Bugün 4 Ekim...
"Dünya Hayvanları Koruma Günü".
İnsanların, yaşadıkları dünyanın sadece kendilerine ait olmadığını yine kendilerine hatırlatmak zorunda kaldığı bir gün.
Dünyadaki her canlının yaşam hakkı olduğunu savunan Fatih Belediyesi de Yedikule Hayvan Barınağında sahipsiz, yardıma muhtaç, hasta ve engelli hayvanları misafir ediyor.
3 binden fazla köpek var
2001 yılında kurulan Yedikule Hayvan Barınağı, 8 bin metrekarelik alanda 3 binin üzerinde köpeğe ev sahipliği yapıyor.
Sahipleri tarafından terk edilmiş, dövüştürülmüş, şiddete maruz kalmış ve hatta yakılarak işkence görmüş yüzlerce köpek var Yedikule’de.
Hepsinin hikayesi farklı ama buluştukları yer aynı.
Yedikleri darbelere rağmen insanlara olan güvenlerini hala kaybetmemişler.
Bundan sonraki yaşamlarında tek beklentileri sevgi, saygı ve sıcak bir yuva.
"Korkuyu aşmanın tek yolu onlara dokunmak"
Sokak hayvanlarına kendini adayan iyi yürekli insanlardan Tolga Öztorun, binlerce köpeğin olduğu barınakta 12 personel yetersiz kalınca gönüllü olarak çalışmaya başladı.
Son zamanlarda artan hayvana şiddet vakalarının, ailelerin çocuklarını yetiştirme tarzından kaynaklandığını düşünüyor.
Yedikule barınağı, bu vakaların önüne geçmek için okulları ağırlıyor, çocukların korkmadan hayvanlarla iç içe olmalarını sağlamaya çalışıyor.

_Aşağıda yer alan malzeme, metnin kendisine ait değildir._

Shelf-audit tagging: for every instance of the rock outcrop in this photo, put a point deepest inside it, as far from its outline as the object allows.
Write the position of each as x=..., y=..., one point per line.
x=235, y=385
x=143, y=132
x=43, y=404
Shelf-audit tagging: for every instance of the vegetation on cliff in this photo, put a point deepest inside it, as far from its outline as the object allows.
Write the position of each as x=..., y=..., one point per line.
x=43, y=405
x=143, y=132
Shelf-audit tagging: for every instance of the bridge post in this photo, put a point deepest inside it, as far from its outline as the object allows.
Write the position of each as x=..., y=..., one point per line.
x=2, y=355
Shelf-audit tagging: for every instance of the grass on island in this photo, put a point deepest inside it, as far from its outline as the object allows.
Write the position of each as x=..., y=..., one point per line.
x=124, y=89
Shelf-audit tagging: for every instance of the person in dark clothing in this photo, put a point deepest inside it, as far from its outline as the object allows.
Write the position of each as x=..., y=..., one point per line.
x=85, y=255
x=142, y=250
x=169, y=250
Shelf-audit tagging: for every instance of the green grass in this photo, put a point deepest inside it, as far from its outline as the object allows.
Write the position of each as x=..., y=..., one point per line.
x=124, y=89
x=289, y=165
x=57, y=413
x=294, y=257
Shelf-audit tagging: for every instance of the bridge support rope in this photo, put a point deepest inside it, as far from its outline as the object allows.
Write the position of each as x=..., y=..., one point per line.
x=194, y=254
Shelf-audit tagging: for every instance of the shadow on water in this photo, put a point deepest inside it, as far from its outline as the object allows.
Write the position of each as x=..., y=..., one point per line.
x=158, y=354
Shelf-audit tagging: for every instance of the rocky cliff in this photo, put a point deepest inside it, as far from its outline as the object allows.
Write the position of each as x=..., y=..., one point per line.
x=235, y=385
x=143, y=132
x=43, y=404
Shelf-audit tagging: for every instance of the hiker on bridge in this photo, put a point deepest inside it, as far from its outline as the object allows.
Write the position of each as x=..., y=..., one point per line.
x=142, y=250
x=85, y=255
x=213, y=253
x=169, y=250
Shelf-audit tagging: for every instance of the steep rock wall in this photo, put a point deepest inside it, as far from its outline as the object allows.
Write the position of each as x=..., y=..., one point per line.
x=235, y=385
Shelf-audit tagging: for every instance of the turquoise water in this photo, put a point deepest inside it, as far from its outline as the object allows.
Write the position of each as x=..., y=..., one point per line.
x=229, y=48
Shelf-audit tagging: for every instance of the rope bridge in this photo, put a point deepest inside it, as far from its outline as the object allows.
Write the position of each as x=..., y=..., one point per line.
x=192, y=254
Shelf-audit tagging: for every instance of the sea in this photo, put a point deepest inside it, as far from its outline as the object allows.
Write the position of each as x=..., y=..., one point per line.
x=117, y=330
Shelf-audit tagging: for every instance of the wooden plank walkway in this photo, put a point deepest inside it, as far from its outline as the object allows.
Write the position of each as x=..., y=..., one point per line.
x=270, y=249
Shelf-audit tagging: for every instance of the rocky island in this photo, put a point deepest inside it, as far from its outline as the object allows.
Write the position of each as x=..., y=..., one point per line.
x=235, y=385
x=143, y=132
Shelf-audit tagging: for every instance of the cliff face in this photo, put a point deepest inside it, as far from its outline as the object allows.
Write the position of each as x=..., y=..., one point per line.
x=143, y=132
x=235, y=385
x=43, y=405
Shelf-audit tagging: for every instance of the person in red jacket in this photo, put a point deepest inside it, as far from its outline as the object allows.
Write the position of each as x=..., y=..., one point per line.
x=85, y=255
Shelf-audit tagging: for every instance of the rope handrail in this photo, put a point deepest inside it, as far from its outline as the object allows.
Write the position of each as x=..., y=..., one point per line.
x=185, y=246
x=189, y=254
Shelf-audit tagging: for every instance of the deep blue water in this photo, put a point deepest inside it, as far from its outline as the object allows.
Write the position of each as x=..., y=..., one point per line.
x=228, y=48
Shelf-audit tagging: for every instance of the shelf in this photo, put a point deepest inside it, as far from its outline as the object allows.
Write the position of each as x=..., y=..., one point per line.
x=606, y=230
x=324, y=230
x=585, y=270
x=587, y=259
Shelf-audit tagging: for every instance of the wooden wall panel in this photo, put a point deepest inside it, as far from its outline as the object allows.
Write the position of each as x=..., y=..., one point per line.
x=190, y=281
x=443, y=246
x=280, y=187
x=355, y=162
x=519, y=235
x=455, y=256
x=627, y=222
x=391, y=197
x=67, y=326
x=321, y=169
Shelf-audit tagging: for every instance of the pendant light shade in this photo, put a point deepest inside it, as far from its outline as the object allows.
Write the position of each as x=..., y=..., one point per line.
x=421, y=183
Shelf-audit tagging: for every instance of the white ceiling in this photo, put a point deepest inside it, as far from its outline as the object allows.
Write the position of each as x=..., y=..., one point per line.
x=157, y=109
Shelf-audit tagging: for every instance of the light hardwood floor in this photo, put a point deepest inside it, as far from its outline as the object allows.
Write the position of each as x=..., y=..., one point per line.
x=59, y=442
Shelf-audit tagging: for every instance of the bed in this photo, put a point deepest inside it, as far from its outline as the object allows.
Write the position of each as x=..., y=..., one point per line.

Öztorun’a göre bu korkuyu aşmanın tek yolu bir hayvanla iletişimi deneyimlemek.
"İnsanlar ya ısırırsa endişesiyle hayvanlardan korkuyor. Bu korkuyu aşmanın da tek yolu onlara dokunmak."
Her şey araştırılıyor
Önceliği sahiplendirme olan barınak bunu rastgele yapmıyor. Köpeği sahiplenmek isteyen kişinin evi, çevresi, köpeğin yaşayacağı alan gibi detaylı bir saha çalışmasının ardından köpek sahiplenmek isteyen kişiyle tekrar iletişim kuruluyor.
Gerekli kontrollerin ardından köpek, bir çocuk evlat edindirilme hassasiyetiyle yeni yuvasına gönderiliyor.
En çok kuru mama ve makarnaya ihtiyaç var
Yaklaşık 3 bin köpeğin bulunduğu Yedikule Hayvan Barınağının ihtiyaç listesi de kabarık.
Eski gazeteler, battaniyeler, koltuklar, çarşaflar, halılar...
"Aslında hemen hemen aklınıza gelebilecek her şeye ihtiyacımız var" diyor Tolga Öztorun. En çok da kuru mama ve makarnaya.
Öztorun, sadece kendilerinin değil değil tüm barınakların bu ihtiyaç listesine sahip olduğunu söylerken, insanların çevrelerindeki barınaklara yardım etmelerini rica ediyor.